In a statement released on Monday morning, the JG Zuma Foundation takes aim at the inquiry for suggesting, in its Constitutional Court contempt application against Zuma, that the country's highest court may suspend an order that he be immediately imprisoned "if the court is of the view that Mr Zuma should be afforded a final opportunity to comply with its order before he can be imprisoned".

According to the foundation, this order "was openly offered by [former] president Zuma's legal counsel and rejected by the commission" – an apparent claim that Zuma's lawyers had proposed that he could return to the inquiry to avoid jail time.

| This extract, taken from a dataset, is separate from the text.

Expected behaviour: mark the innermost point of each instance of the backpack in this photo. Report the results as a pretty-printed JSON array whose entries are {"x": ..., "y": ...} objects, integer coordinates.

"While seeking to appear to maintain its hard unreasonable stance, the commission pretends this is its original remedy when everyone knows that it is an offer they rejected as they did with all responsible proposals," the statement adds.

This stance appears to stand in stark contrast to Zuma's previous statements that he is ready to go to jail to defy the inquiry.

Zuma's attorney, Eric Mabuza, declined to respond to questions about whether the former president would return to the commission to avoid being jailed, but the court papers filed by the inquiry's secretary, Professor Itumeleng Mosala, in support of its contempt case, make no mention of any such offer.

Media reports have previously claimed that Zuma's counsel had proposed that he would provide written statements to the inquiry on the hundreds of questions that it wishes to put to him on his nine-year term in office, but he has yet to make any formal submissions to the commission.

While it was Mosala, who argued for Zuma to face two years behind bars for multiple acts of contempt against the inquiry, the foundation accuses commission chairperson, Deputy Chief Justice Raymond Zondo, for suggesting this jail term.

In court papers, Mosala argued the two-year sentence that the commission is seeking against Zuma was appropriate, because he can be shown to have committed multiple acts of contempt against the inquiry and would potentially face a four-and-a-half-year sentence, if he was tried in a criminal court.

Defying

Zuma stands accused of repeatedly defying the inquiry summons issued against him, walking out of the commission on 19 November and making false claims of corruption against the judiciary.

The foundation, however, argues that the 1947 Commissions Act – under which the crime of contempt is prosecuted – "talks about six months' imprisonment, or 55 pounds fine, not the two years' imprisonment that the Honourable Judge who is chairing the commission alone, suggests".

"The master has directed, it is clear that laws are being changed to deal with [former] president Zuma," the statement concludes, before again comparing the Constitutional Court proceedings against the former head of state to the apartheid state's targeted persecution of PAC leader Robert Sobukwe

Sobukwe's three-year jail term for protesting against racist pass laws was repeatedly and unlawfully extended by the apartheid government under the so-called "Sobukwe clause" – a law that was never used against anyone else. 

For Zuma and his foundation, the contempt proceedings launched against him for defying the Constitutional Court's ruling that he appear before the commission and answer questions that did not incriminate him "sounds like an old Apartheid regime in the hands of the Black Leaders in the Democratic South Africa".

As yet, Zuma has not filed a response to the inquiry's contempt application against him.

Meanwhile, the Constitutional Court has agreed to hear the contempt of court case on 25 March.